The greatest player of all time, who’s also the most expersive
Garry Kasparov. The greatest chess player of all time, who is also the most expressive. Credit: Lennart Ootes

In a chess game, you could be working on a winning position for hours, slowly improving your position towards the kill. Then one sudden damned mistake, and everything changes completely. The carpet is pulled out from underneath your feet. Everything you’ve worked hard on for so long is gone. You face a disastrous situation, and you need to start fighting for your life, not to lose.
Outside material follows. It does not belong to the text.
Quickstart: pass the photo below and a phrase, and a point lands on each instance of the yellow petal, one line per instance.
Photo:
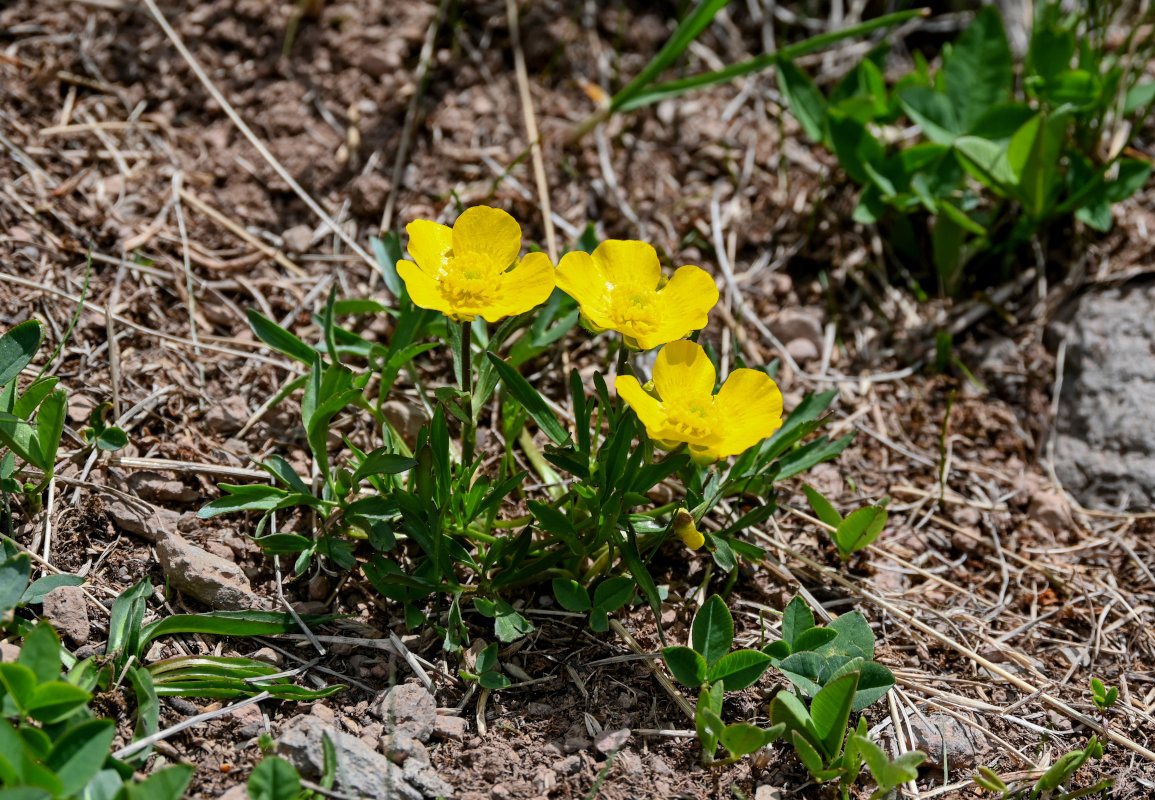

This is where you learn valuable lessons:

  1. Reality can change so very rapidly. What you’ve been focused on one move ago — winning in chess, or growth in your Startup, is no longer relevant. You have a new board position to play, with different goals.
  2. It gives zero value during the crisis to dwell mentally or emotionally on what you had just a moment ago or on beating yourself up for your mistake. You do that later, postmortem.
  3. What is needed is a rapid courageous realization that things have changed. You are now playing a different game with a different goal. Forget the previous hours of play (or years of effort on your Startup) and start playing this new board. Adjust fast.

My analogy here is simple.

Chess makes you mentally and emotionally prepared for a circumstance where “the board changes” on you rapidly.

All experienced chess players have had to deal with this situation multiple times. You learn to be resolute, adapt, and fight the new war without blinking an eye and without wasting time or energy on what the situation had been before.

Any Startup today that is still reminiscing on the “previous board position” they had only a month ago, is borderline crazy. The depth and magnitude of change in the economy, in your ability to forecast sales revenue or on future cash flow, is unclear — but looks dire for many Startups who were solely focused on growth until recently.

Start playing the new board position, now!

p.s.

If you are a founder, and your dilemma is about cutting too deep and coming out weak on the other end of Corona, remember that it’s the far better option vs. not cutting deep enough, and not coming out at all.